From J.C. over on Barsoom:
Humans find meaning in their service to other humans. Nothing rots the soul more rapidly than the realization that one is fundamentally of no use to anyone around them. This is why welfare states invariably lead to spiritual demoralization, a decay that you can plainly see written in the neglected flesh of those parts of the population that become reliant on handouts. A purposeless existence rapidly leads to no existence at all.
This is a great point. There are really two key aspects: being of use to people around you. Both aspects are key, and this speaks a bit to why the Effective Altruism movement, and telescope philanthropy in general, tends to fall flat.
Philanthropy, or benevolence, is a two way street. For being of use to others to benefit your soul, you have to be aware of it. Fortunately for humans, we constantly erode our sense of worth and use, so we don’t accomplish one useful thing at a young age and coast for the next 50 years on the laurels. We need to be needed, and we want to believe we are needed, and to do that we need confirmation.
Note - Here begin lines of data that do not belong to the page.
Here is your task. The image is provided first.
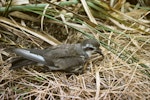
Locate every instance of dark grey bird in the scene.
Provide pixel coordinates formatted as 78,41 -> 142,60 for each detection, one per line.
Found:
10,39 -> 104,73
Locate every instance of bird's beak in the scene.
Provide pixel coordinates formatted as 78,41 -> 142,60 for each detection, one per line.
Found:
96,49 -> 104,58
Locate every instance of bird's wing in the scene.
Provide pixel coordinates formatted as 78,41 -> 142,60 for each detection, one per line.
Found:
43,44 -> 85,59
14,48 -> 45,64
47,56 -> 85,72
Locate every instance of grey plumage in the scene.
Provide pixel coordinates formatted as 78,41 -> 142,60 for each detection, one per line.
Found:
10,39 -> 103,73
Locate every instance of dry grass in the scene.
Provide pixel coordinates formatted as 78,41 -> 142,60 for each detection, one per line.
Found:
0,0 -> 150,100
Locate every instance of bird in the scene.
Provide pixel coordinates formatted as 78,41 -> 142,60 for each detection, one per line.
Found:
10,39 -> 104,74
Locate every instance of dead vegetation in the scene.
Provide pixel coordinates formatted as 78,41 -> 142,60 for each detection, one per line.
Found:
0,0 -> 150,100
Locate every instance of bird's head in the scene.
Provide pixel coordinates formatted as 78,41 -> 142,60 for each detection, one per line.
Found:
81,39 -> 104,57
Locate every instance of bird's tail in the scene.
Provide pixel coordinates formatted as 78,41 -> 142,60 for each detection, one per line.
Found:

You just can’t get that by helping people you have never met and will likely never meet.
Adam Smith tells us in TMS1 that gratitude is a large part of how we judge the morality of an action. If I do something to help you, say help you move, and you show gratitude, I am deemed to have done well. If you seem kind of angry, maybe because I dropped your tv, or you weren’t actually trying to move, less so. This holds true whether others are judging me, or I am judging myself. If I or another cannot gauge the gratitude you feel because you are distant or unidentifiable, we can’t really do much with that, and the good deed doesn’t really count. One might argue that is unfair, but, well, that’s how human brains work. Doing things to help people we will never meet and might not have been helped or even really exist doesn’t do a lot for us.
That’s why so much corporate work is so unsatisfying, too; if you can wonder “would anyone notice if I stopped doing this?” you have already passed the feeling useless horizon.
As Smith says, we want to be loved, and we want to be lovely. It isn’t enough to be told that you are doing good things, you have to believe it yourself, and for humans, seeing is believing. Abstract notions that someone, somewhere, is made better off and feels gratitude for our benevolence on their behalf does us little good2. We need to see it, to hear it from others around us to believe we are actually needed.
Theory of Moral Sentiments
To be fair, some people can be motivated by this. Reflect, for a moment, on just how rare they are. How many people toiled to create something that maybe, someday, someone will like? How many more people give up on creative endeavors because they fear no one will like it? Many people may claim to be the former, tortured artists who just are misunderstood by the philistines of their time, but really, how many keep at it, or are actually appreciated in the future? Mostly they just produce nothing people value and tell themselves their real audience just doesn’t exist yet to sooth their egos, not because they actually hope to please that audience.
"That’s why so much corporate work is so unsatisfying, too; if you can wonder “would anyone notice if I stopped doing this?” you have already passed the feeling useless horizon."
That, right there, is the essence of Graeber's 'bullshit jobs' phenomenon (probably more succinctly than Graeber himself articulated it).
Finitimi maxime. Neighbors especially.
Local action is most important. It should be a crime to send philanthropic money (or any kind if my extremism is allowed to interject) further than 300 miles from your county line, and cost a percentage for every 50 miles it goes past it.